2021-09-17 05:51:46

by Corey Minyard

[permalink] [raw]
Subject: Re: Issue with panic handling and ipmi

On Thu, Sep 16, 2021 at 04:53:00PM +0200, Anton Lundin wrote:
> Hi.
>
> I've just done a upgrade of the kernel we're using in a product from
> 4.19 to 5.10 and I noted a issue.
>
> It started that with that we didn't get panic and oops dumps in our erst
> backed pstore, and when debugging that I noted that the reboot on panic
> timer didn't work either.
>
> I've bisected it down to 2033f6858970 ("ipmi: Free receive messages when
> in an oops").

Hmm. Unfortunately removing that will break other things. Can you try
the following patch? It's a good idea, in general, to do as little as
possible in the panic path, this should cover a multitude of issues.

Thanks for the report.

-corey

>
> I tested just reverting that and both dumps to pstore and the panic
> reboot timer started working again.
>
>
> //Anton

commit e28aa211190b7d3a1135f051f0c30b0195016489
Author: Corey Minyard <[email protected]>
Date: Thu Sep 16 11:36:20 2021 -0500

ipmi: Disable some operations during a panic

Don't do kfree or other risky things when oops_in_progress is set.
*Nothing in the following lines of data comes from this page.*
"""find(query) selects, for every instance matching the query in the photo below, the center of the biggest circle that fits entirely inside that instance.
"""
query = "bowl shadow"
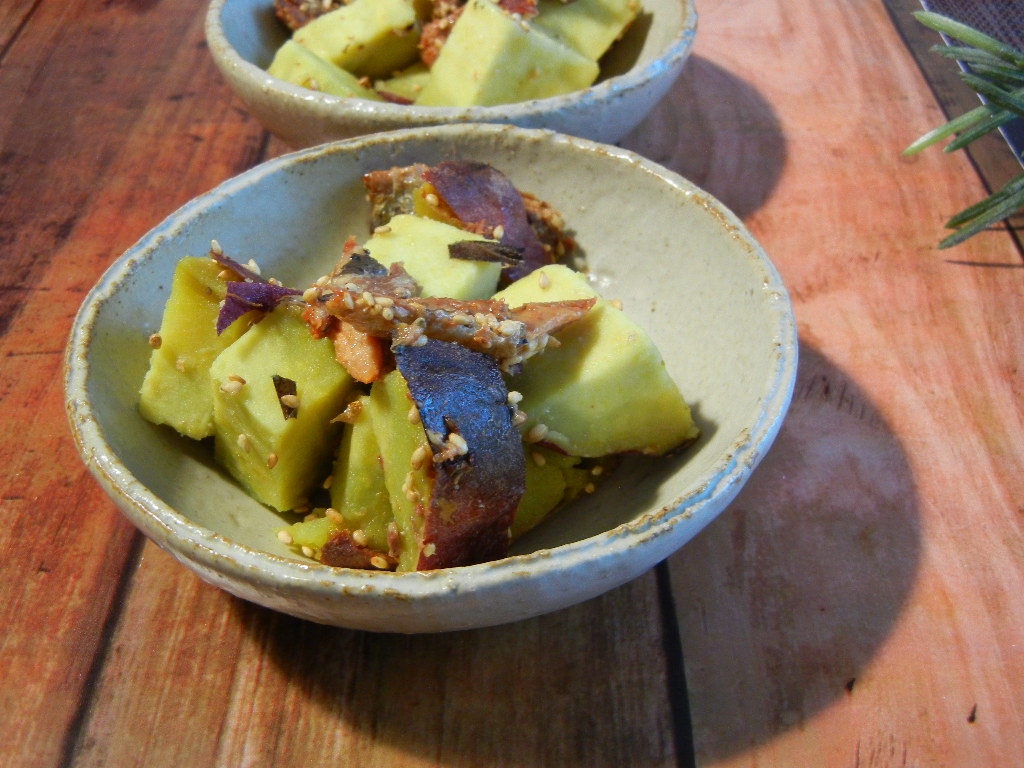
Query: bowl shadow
(717, 131)
(780, 603)
(783, 600)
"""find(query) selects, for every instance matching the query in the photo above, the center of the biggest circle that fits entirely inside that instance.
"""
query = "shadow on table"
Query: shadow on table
(784, 599)
(719, 132)
(585, 686)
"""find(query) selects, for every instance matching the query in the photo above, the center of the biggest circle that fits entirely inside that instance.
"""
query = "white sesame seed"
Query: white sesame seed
(459, 443)
(334, 515)
(420, 456)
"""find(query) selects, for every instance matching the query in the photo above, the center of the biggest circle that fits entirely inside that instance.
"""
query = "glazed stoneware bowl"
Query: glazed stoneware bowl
(683, 266)
(244, 35)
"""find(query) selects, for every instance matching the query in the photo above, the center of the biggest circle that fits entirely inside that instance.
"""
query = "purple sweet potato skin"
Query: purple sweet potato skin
(459, 390)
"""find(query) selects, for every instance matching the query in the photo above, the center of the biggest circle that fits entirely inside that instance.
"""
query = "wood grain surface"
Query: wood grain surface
(859, 604)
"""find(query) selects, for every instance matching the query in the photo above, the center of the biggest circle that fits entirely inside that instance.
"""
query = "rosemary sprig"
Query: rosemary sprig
(995, 72)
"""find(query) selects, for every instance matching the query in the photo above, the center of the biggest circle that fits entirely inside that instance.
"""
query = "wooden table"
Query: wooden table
(860, 603)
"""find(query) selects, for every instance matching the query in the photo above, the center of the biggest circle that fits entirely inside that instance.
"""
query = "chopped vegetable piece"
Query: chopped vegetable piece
(583, 395)
(176, 388)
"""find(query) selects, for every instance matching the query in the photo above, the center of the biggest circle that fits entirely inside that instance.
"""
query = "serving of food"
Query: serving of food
(431, 433)
(441, 417)
(449, 52)
(314, 72)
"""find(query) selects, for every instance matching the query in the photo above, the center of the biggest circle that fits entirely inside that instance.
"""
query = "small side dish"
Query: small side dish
(445, 387)
(449, 52)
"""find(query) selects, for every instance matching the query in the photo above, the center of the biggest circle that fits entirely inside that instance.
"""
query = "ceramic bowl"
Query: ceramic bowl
(244, 35)
(683, 265)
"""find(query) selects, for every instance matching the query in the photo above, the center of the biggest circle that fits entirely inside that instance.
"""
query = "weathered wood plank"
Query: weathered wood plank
(859, 603)
(113, 116)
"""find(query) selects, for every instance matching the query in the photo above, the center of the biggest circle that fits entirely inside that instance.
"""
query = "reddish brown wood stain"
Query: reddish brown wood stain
(858, 604)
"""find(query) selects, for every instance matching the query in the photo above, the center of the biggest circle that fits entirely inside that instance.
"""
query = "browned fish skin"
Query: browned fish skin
(373, 305)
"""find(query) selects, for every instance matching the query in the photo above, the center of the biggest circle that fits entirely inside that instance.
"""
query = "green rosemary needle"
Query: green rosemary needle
(995, 72)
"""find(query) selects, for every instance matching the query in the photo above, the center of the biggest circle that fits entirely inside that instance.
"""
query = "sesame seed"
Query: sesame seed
(420, 456)
(459, 443)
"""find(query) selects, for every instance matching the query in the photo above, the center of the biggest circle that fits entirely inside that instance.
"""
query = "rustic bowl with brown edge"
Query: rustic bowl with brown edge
(684, 267)
(243, 36)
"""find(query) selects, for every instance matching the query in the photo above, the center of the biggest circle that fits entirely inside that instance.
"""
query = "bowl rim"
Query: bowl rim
(670, 58)
(174, 531)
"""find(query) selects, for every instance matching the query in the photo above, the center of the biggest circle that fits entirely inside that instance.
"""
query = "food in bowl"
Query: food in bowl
(436, 395)
(449, 52)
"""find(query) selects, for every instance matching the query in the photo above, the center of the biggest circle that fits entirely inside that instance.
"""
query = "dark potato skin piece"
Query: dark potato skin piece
(477, 491)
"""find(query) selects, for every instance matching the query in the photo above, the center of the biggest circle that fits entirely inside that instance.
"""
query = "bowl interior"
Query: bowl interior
(255, 34)
(683, 267)
(252, 30)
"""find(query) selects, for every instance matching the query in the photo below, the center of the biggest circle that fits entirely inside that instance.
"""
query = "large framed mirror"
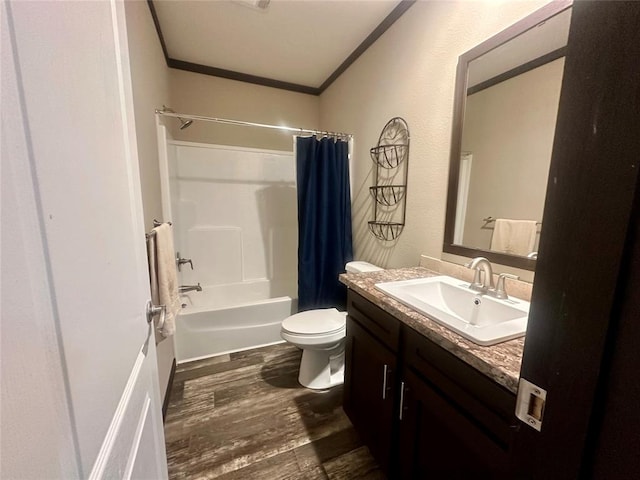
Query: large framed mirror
(505, 107)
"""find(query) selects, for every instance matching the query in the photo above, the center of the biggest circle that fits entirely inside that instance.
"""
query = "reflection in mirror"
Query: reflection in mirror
(507, 96)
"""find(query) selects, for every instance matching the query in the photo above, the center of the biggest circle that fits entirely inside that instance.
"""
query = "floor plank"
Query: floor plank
(244, 415)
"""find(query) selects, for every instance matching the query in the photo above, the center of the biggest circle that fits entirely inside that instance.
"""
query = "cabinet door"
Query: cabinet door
(369, 390)
(436, 440)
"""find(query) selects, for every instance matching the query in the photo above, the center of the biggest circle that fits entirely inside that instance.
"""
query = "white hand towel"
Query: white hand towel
(515, 237)
(163, 275)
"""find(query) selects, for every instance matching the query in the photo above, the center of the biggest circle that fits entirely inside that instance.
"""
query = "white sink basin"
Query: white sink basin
(480, 318)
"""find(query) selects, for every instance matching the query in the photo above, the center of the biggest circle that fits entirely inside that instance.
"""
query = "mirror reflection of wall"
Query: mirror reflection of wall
(509, 129)
(507, 97)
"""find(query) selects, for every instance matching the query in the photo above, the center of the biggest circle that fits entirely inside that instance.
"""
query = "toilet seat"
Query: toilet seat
(314, 323)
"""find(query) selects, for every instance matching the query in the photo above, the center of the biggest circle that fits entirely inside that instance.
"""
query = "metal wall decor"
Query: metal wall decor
(391, 158)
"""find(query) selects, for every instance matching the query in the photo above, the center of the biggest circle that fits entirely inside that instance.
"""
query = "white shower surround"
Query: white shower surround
(235, 216)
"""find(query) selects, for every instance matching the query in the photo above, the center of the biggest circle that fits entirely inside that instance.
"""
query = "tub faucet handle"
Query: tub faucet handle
(181, 261)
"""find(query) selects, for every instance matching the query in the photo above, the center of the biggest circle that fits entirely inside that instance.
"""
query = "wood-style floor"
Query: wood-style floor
(244, 416)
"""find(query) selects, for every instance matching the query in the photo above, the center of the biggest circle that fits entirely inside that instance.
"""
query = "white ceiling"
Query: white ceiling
(297, 41)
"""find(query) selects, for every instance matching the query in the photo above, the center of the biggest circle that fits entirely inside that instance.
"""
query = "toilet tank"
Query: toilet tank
(361, 267)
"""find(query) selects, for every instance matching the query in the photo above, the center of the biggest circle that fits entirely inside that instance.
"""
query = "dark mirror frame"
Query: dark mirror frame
(460, 95)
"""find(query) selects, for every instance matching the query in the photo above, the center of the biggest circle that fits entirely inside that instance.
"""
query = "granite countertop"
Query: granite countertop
(500, 362)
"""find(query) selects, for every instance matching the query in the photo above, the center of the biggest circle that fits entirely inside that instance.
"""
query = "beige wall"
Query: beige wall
(150, 90)
(198, 94)
(509, 128)
(410, 72)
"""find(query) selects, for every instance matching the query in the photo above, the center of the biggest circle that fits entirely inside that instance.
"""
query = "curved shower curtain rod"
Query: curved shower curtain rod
(251, 124)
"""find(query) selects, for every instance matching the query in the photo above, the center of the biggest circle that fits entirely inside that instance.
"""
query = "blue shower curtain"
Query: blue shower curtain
(324, 221)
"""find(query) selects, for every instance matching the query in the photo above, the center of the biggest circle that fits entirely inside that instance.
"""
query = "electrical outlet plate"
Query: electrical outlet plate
(530, 404)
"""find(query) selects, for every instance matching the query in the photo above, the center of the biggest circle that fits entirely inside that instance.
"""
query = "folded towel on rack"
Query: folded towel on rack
(515, 237)
(163, 275)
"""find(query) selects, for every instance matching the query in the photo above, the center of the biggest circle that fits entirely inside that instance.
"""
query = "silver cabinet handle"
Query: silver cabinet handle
(401, 399)
(153, 310)
(384, 381)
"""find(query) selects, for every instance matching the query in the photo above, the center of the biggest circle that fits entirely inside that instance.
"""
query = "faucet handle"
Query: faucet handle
(181, 261)
(500, 291)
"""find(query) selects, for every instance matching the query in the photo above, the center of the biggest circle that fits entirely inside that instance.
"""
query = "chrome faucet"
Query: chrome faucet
(483, 278)
(181, 261)
(189, 288)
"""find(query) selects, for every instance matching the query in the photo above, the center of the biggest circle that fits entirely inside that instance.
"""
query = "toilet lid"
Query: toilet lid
(315, 322)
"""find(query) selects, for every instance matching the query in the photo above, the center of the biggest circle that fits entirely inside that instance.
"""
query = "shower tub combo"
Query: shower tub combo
(229, 318)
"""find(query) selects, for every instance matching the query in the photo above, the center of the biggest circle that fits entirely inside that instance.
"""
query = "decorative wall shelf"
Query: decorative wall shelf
(391, 158)
(388, 195)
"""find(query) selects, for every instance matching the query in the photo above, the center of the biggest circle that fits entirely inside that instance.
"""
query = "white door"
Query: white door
(80, 394)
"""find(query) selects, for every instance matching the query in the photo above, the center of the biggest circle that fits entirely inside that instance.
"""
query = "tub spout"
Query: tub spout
(189, 288)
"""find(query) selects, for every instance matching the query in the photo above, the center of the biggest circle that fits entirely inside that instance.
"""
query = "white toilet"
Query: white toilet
(320, 334)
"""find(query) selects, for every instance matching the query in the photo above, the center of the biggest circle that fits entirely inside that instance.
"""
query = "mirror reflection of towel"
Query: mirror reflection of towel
(163, 275)
(515, 237)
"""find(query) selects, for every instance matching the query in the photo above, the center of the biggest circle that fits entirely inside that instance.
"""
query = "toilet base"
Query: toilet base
(322, 369)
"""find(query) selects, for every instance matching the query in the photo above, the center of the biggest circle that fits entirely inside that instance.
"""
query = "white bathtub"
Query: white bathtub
(229, 318)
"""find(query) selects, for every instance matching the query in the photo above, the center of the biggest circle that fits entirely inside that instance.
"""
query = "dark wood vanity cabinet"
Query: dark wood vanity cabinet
(440, 417)
(371, 376)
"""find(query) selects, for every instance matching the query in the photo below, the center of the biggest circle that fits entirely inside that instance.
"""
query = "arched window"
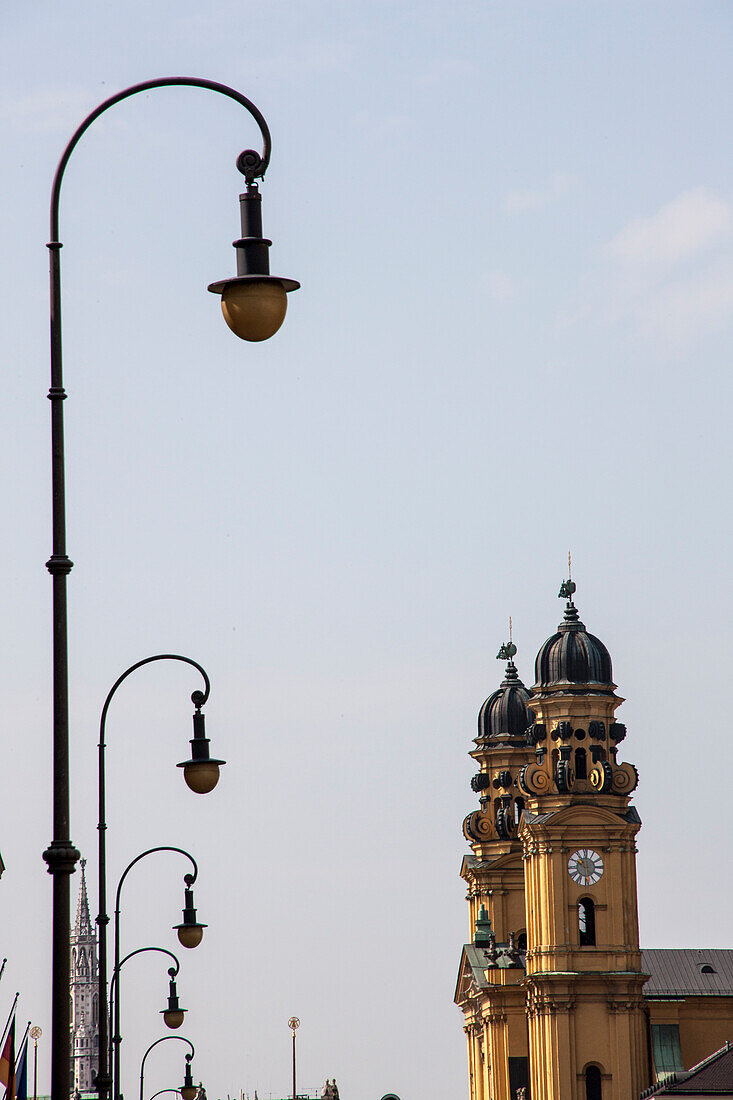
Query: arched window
(587, 923)
(581, 767)
(593, 1087)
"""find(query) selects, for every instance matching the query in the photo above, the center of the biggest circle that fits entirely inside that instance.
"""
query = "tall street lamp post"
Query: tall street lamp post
(253, 303)
(189, 931)
(201, 774)
(187, 1090)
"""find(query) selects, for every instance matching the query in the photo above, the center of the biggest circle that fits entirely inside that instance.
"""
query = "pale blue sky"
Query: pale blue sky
(513, 223)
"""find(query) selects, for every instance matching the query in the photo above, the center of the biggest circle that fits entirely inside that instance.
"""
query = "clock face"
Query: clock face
(586, 867)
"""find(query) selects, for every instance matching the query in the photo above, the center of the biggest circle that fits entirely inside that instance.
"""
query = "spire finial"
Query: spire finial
(567, 591)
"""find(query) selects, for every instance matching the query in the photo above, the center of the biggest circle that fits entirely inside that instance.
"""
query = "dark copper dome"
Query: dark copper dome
(572, 656)
(504, 714)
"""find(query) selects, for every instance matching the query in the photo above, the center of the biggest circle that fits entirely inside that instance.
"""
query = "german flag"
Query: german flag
(8, 1064)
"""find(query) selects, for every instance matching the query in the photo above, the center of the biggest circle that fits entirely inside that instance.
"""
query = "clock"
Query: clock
(586, 867)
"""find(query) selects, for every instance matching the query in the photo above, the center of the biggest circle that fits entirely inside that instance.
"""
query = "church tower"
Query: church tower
(551, 983)
(85, 1000)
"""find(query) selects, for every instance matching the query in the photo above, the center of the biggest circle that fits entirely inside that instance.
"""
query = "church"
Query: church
(85, 998)
(559, 1000)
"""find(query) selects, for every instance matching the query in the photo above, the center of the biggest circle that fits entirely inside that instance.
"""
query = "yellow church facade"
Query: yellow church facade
(559, 1001)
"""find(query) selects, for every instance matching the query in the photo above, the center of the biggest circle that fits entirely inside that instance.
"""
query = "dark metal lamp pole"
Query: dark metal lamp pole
(188, 1090)
(253, 307)
(173, 1014)
(190, 927)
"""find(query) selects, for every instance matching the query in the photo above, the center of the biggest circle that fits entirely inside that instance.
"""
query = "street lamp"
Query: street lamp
(173, 1014)
(252, 304)
(187, 1090)
(190, 926)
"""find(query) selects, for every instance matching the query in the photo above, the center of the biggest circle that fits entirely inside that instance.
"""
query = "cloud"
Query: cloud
(688, 307)
(558, 186)
(681, 228)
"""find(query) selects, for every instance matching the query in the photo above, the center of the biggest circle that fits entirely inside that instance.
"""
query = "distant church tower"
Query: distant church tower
(550, 985)
(85, 1000)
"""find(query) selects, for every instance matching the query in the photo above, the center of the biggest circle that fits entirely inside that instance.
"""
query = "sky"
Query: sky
(513, 227)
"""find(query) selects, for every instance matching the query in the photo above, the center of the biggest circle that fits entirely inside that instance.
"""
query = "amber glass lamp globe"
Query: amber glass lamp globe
(190, 935)
(254, 309)
(201, 776)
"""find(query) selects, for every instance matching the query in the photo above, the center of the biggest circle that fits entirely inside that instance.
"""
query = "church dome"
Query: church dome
(505, 714)
(572, 655)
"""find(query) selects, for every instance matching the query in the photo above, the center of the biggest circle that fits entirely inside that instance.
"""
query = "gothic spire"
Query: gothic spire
(83, 923)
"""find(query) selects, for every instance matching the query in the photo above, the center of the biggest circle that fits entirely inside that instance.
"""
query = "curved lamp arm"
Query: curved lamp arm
(173, 972)
(252, 165)
(165, 1038)
(198, 699)
(188, 879)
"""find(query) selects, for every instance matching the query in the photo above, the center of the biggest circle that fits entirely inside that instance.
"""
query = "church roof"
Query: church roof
(571, 653)
(710, 1078)
(504, 714)
(688, 971)
(83, 923)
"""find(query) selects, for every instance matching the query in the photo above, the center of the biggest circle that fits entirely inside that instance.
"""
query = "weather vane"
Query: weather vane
(568, 586)
(509, 649)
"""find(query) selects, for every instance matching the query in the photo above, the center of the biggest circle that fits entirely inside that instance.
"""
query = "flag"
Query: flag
(21, 1075)
(8, 1063)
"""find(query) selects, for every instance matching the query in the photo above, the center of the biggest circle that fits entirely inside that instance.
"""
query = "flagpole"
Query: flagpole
(23, 1041)
(35, 1035)
(10, 1016)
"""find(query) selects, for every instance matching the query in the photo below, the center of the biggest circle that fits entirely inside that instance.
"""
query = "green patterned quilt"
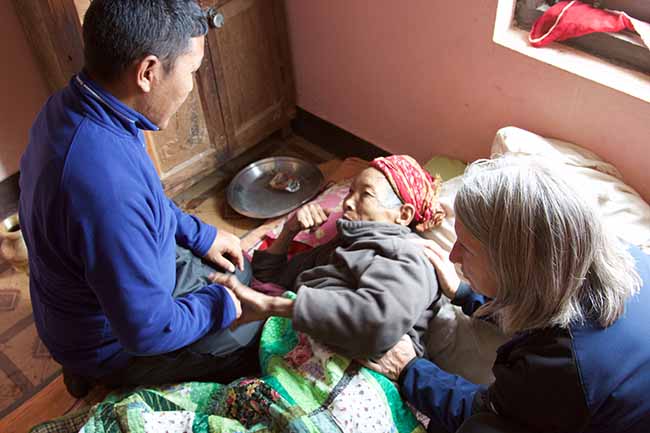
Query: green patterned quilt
(304, 388)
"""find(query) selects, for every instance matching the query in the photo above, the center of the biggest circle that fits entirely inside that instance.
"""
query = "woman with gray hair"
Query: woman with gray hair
(541, 265)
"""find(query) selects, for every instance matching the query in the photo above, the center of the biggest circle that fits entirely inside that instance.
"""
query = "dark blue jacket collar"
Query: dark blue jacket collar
(130, 118)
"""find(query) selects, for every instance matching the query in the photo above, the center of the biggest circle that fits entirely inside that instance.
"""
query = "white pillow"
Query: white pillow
(622, 208)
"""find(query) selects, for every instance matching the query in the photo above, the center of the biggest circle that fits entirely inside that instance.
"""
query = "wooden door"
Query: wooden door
(249, 55)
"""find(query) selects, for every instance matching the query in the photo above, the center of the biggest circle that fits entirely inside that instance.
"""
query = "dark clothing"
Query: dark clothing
(362, 291)
(582, 379)
(102, 235)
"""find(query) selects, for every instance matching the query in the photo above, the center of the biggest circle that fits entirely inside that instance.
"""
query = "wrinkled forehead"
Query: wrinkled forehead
(371, 177)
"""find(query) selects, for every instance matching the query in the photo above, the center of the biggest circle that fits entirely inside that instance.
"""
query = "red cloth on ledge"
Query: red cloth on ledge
(570, 19)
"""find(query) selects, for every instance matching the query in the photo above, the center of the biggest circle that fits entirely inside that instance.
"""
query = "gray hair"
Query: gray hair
(554, 261)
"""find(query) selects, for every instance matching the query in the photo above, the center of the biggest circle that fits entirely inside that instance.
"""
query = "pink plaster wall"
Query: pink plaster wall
(424, 77)
(22, 90)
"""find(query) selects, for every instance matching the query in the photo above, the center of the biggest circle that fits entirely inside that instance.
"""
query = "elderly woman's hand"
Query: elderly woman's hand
(445, 269)
(310, 216)
(394, 361)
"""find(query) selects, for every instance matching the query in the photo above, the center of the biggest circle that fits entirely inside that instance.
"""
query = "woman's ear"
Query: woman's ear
(406, 213)
(147, 71)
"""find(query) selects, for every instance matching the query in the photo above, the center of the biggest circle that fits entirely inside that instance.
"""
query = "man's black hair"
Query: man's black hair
(119, 32)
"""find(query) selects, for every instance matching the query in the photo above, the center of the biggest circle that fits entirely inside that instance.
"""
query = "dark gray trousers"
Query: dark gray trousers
(220, 356)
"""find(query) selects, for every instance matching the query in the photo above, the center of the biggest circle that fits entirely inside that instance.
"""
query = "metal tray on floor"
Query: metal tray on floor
(249, 192)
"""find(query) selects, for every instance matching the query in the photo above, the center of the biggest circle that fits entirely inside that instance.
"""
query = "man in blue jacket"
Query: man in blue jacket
(118, 273)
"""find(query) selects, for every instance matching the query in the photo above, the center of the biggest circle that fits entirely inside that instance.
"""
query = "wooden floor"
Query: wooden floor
(207, 201)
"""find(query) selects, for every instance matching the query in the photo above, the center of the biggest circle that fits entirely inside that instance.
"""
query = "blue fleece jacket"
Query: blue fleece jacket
(101, 236)
(582, 379)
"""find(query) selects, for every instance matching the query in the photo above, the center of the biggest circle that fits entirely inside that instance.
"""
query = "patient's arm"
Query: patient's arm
(366, 321)
(308, 217)
(271, 267)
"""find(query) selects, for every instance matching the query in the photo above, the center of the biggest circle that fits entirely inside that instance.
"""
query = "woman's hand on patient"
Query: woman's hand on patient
(445, 269)
(393, 361)
(254, 305)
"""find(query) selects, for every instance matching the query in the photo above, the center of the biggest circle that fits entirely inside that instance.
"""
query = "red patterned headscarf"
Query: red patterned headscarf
(413, 185)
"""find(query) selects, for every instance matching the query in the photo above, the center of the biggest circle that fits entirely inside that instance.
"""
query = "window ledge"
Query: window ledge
(633, 83)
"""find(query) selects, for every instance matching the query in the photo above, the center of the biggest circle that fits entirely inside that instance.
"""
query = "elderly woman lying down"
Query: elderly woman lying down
(371, 284)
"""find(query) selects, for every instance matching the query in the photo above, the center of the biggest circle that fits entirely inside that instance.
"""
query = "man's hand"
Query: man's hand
(235, 301)
(445, 269)
(310, 216)
(255, 305)
(225, 243)
(394, 361)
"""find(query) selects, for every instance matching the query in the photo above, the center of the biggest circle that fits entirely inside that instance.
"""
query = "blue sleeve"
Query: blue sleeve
(192, 233)
(468, 300)
(445, 398)
(127, 251)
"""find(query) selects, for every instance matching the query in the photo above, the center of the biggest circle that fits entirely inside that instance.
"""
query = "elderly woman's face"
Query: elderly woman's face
(363, 202)
(473, 259)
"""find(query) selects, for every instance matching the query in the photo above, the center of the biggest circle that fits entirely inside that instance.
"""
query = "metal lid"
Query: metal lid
(250, 194)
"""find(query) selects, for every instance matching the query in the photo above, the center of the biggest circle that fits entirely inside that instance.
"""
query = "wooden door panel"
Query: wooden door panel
(245, 51)
(186, 135)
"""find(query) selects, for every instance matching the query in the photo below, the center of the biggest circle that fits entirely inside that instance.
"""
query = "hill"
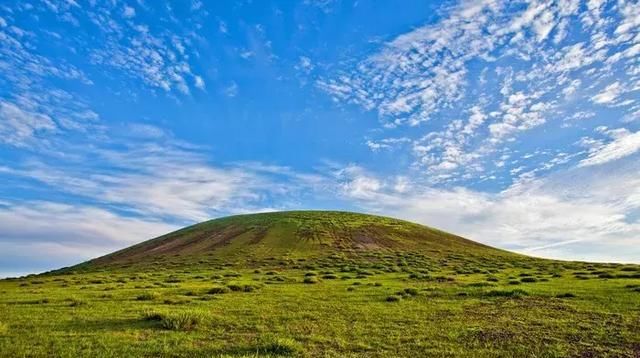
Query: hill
(329, 284)
(293, 235)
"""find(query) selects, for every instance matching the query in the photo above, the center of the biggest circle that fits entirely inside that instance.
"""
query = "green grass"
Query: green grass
(450, 299)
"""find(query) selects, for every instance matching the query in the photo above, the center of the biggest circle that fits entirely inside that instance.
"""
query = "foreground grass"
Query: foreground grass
(384, 303)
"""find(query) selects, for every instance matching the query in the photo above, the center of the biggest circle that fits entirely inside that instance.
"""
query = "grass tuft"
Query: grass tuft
(147, 296)
(310, 280)
(175, 321)
(278, 347)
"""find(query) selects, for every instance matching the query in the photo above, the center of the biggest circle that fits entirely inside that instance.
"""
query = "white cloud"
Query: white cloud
(487, 76)
(231, 90)
(609, 94)
(128, 12)
(68, 234)
(19, 127)
(577, 215)
(623, 144)
(199, 82)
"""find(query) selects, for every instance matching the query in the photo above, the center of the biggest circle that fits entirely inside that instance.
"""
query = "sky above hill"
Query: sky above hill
(513, 123)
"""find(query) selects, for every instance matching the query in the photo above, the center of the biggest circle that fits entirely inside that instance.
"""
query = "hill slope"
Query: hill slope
(295, 234)
(321, 284)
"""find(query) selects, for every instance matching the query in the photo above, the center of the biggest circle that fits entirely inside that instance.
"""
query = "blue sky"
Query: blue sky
(514, 123)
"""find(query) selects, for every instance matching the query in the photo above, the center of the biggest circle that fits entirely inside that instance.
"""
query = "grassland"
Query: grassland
(321, 284)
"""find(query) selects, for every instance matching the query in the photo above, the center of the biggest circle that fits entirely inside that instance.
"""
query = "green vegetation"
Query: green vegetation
(321, 284)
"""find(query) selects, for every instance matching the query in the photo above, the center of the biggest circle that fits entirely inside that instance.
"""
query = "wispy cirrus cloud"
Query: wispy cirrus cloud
(583, 214)
(486, 75)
Reported-by: Anton Lundin <[email protected]>
Fixes: 2033f6858970 ("ipmi: Free receive messages when > in an oops")
Signed-off-by: Corey Minyard <[email protected]>

diff --git a/drivers/char/ipmi/ipmi_msghandler.c b/drivers/char/ipmi/ipmi_msghandler.c
index e96cb5c4f97a..a08f53f208bf 100644
--- a/drivers/char/ipmi/ipmi_msghandler.c
+++ b/drivers/char/ipmi/ipmi_msghandler.c
@@ -4789,7 +4789,9 @@ static atomic_t recv_msg_inuse_count = ATOMIC_INIT(0);
static void free_smi_msg(struct ipmi_smi_msg *msg)
{
atomic_dec(&smi_msg_inuse_count);
- kfree(msg);
+ /* Try to keep as much stuff out of the panic path as possible. */
+ if (!oops_in_progress)
+ kfree(msg);
}

struct ipmi_smi_msg *ipmi_alloc_smi_msg(void)
@@ -4808,7 +4810,9 @@ EXPORT_SYMBOL(ipmi_alloc_smi_msg);
static void free_recv_msg(struct ipmi_recv_msg *msg)
{
atomic_dec(&recv_msg_inuse_count);
- kfree(msg);
+ /* Try to keep as much stuff out of the panic path as possible. */
+ if (!oops_in_progress)
+ kfree(msg);
}

static struct ipmi_recv_msg *ipmi_alloc_recv_msg(void)
@@ -4826,7 +4830,7 @@ static struct ipmi_recv_msg *ipmi_alloc_recv_msg(void)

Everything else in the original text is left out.